This is probably the strangest result I found while writing my thesis. I’ll explain what it’s showing ‘cause it certainly isn’t obvious from this graph (especially if you don’t know structural equation modeling, aka SEM) and then tell you why I’d like to study something like this in depth.
SEM is basically the process by which researchers attempt to construct models of the relationships amongst variables that best fit a given data set. For example, if the data I’m interested in are a bunch of variables related to the Big Five personality factors and I as a researcher have evidence to support a specific structure of relationships amongst these variables and factors, I can construct a structural equation model that numerically represents how I think the variables are related. I can then test my model against the actual relationships amongst the variables in the actual data.
Fit indices, the whole topic of my thesis, are calculations which allow researchers to quantify the degree to which their hypothesized model accurately represents the real structure of the relationships amongst the variables in the data. Most fit indices range from 0 to 1, though the meaning of scores of 0 and 1 differ depending on the index. Model fit can be affected by a bunch of stuff, but most obviously (and importantly) it is affected by inaccuracies in the hypothesized model.
For example, say I had a model in which I had variable A, variable B, and variable C all related to factor X but all uncorrelated with one another (good luck with that setup, but it’s good for this example). I fit this to data which, indeed, has A, B, and C all related to X but also has B and C covarying via their errors. The fact that my model is missing this covariation would factor into the calculation of the fit index, lowering its value.
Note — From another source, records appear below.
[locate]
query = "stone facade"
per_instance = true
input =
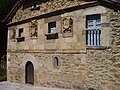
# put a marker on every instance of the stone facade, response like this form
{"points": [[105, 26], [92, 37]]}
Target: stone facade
{"points": [[79, 66]]}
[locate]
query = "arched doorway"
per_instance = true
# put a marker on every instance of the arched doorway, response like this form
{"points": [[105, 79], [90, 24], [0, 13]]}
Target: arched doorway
{"points": [[29, 73]]}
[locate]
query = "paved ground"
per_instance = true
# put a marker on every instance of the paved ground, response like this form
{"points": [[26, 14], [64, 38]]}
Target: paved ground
{"points": [[16, 86]]}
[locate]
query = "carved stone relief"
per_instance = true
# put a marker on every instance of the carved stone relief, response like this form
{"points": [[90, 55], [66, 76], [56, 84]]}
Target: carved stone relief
{"points": [[67, 26], [33, 28]]}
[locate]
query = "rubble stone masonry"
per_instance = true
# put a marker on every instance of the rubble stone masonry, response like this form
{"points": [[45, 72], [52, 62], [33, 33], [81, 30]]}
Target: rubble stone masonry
{"points": [[80, 67]]}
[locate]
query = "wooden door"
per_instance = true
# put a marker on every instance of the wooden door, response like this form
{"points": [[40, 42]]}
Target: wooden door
{"points": [[29, 73]]}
Without going into the gory details of how these simulations were constructed and what model misspecification we added so that the fit index would have a discrepancy to work with (that is, the proposed model in the simulations purposefully didn’t match the underlying structure of the data and thus would have a fit index indicating a certain degree of misspecification), I’ll tell you what we did for this plot. I’ll tell you as I describe the plot, actually, ‘cause I think that’d be easiest.
Recall from like 20 sentences ago: SEM is about creating an accurate representation of the real relationships that exist amongst a set of variables. This representation of the true relationships amongst the data (called the “true model”) takes the form of a researcher’s proposed model (called the “hypothesized model”). I’ve labeled the pic above appropriately.
For the plot at the beginning of this blog, there were actually 18 simulated models—each with two factors and 24 indicator variables. The only differences between each of these models was how many indicator variables loaded onto the two factors. For example, one model looked like this (click to make these pics bigger, BTW):
And another model looked like this:
For each model, all the errors of the indicators were uncorrelated except for V1 and V2 (indicated by the crappily-drawn red arrows). You don’t really need to know what that means to get the rest of this blog; basically all you need to know is that each of the models had one extra “path” (or relationship between variables) in addition to the relationship between the two factors and the 24 indicator-to-factor relationships. So for each model, there totaled a number of 26 pathways or relationships between variables.
Now remember, I said these were simulated models. These models are actually what the data I created are arising from. Hence, they can be considered in the context of SEM as “true models” (see above).
Okay, so we’ve got a bunch of true models. How in the heck do we assess the performance of fit indices?
Easy! By creating a “hypothesized model” that (purposefully, in this case) omits a pathway that’s actually present in the data arising from the true model. In this simulation, that meant that for each true model, there would be a hypothesized model created that would fit every path correctly BUT would omit the correlation between the errors for V1 and V2 (the red-arrow-represented relationship between V1 and V2 would not exist in the hypothesized model).
See what I’m getting at? I’m purposefully creating a hypothesized model that doesn’t fit the true model exactly so that I can analyze what fit indices appropriately reflect the discrepancy. Indices that freak out and say “OH YOUR MODEL SUCKS, IT’S TOTALLY NOT AN ACCURATE REPRESENTATION OF THE UNDERLYING DATA STRUCTURE AT ALL” would be too sensitive, as a model that accurately represents 25 out of 26 possible pathways is a pretty damn good one (and is almost unheard of in psychology-related data). However, an index that says, “Hey, you’re a pretty badass researcher, ‘cause your model fits PERFECTLY!” isnt’ right either; you’re missing a whole pathway, how can the fit be perfect?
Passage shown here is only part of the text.